C’est donc sans surprise que les analystes de la presse étrangère se montrent, dès aujourd’hui, particulièrement critiques à l’égard de la France, qui aurait confié à la Licorne des objectifs outrepassant largement les limites posées par la résolution de l’ONU. Comme d’habitude, pensera-t-on : le machin onusien est devenu une carpette élimée que les gros sabots des gendarmes de l’ordre moral maculent sans précaution. Dans une allocution télévisée empreinte d’un humour noir inattendu, le vainqueur Ouattara lâche le morceau : "Aujourd’hui, une page blanche s’ouvre devant nous, et c’est ensemble que nous allons écrire l’histoire de la réconciliation" a-t-il déclaré. Avant de promettre la rigueur des tribunaux et pire, faute d’affinités, au challenger déchu et à ses proches. Comprenne qui pourra.
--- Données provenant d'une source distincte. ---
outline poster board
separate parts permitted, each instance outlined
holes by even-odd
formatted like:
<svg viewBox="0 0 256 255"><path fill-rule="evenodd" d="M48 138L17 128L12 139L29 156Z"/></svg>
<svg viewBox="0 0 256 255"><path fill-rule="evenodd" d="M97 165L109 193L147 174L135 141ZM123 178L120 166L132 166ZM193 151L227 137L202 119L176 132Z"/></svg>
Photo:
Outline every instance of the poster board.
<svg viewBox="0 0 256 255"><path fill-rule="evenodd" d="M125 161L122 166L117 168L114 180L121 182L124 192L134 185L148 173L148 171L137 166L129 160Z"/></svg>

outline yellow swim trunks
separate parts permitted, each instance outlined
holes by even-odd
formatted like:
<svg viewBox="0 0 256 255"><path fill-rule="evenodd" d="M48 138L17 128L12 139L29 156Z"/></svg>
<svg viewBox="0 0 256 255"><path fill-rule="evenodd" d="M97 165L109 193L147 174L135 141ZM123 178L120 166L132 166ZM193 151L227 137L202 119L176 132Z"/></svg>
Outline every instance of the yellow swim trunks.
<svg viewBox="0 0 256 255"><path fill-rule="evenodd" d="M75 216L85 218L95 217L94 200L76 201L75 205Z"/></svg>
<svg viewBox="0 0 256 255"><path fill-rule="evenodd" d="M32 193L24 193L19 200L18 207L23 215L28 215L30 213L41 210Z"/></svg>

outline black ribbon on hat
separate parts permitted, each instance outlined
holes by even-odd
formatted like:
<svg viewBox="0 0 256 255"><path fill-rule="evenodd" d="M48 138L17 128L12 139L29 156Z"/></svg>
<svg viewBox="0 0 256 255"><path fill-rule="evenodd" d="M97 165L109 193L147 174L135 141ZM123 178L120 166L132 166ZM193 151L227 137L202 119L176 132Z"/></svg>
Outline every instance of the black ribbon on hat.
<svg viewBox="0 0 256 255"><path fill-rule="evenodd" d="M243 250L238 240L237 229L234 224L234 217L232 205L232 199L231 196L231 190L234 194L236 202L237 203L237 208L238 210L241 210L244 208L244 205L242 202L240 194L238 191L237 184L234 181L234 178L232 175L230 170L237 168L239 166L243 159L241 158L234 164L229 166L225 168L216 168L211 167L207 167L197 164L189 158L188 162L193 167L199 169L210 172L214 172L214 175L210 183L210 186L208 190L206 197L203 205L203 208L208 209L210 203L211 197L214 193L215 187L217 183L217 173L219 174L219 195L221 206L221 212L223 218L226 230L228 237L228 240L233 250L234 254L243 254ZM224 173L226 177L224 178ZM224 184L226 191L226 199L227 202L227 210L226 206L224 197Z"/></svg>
C’est bien là que le nouveau pouvoir est attendu au tournant : la « page blanche », c’est-à-dire de façon métaphorique le retour en force prévisible des intérêts non-africains, venant épauler ceux du nouveau Président. Dont on ne tardera pas à (re)découvrir qu’il est un businessman multinational prospère et pas très clair, si l’on ose dire, dans les moyens mis au service de sa prospérité. Une version moderne de Tintin et le Secret de la Licorne : l’enjeu est bel et bien un trésor.

La recette du jour

Fortune en chimère

Vos affaires sont entravées par la présence horripilante des concurrents. Dénigrez-les sans retenue, accusez-les d’empoisonner les puits. Si cela ne suffit pas, prenez les armes contre eux avec l’aide de la Licorne – elle purifie l’eau de ses poisons. Et comme seule une vierge peut capturer la Licorne, vous êtes tranquille : dans votre monde luciférien, il n’y en a pas.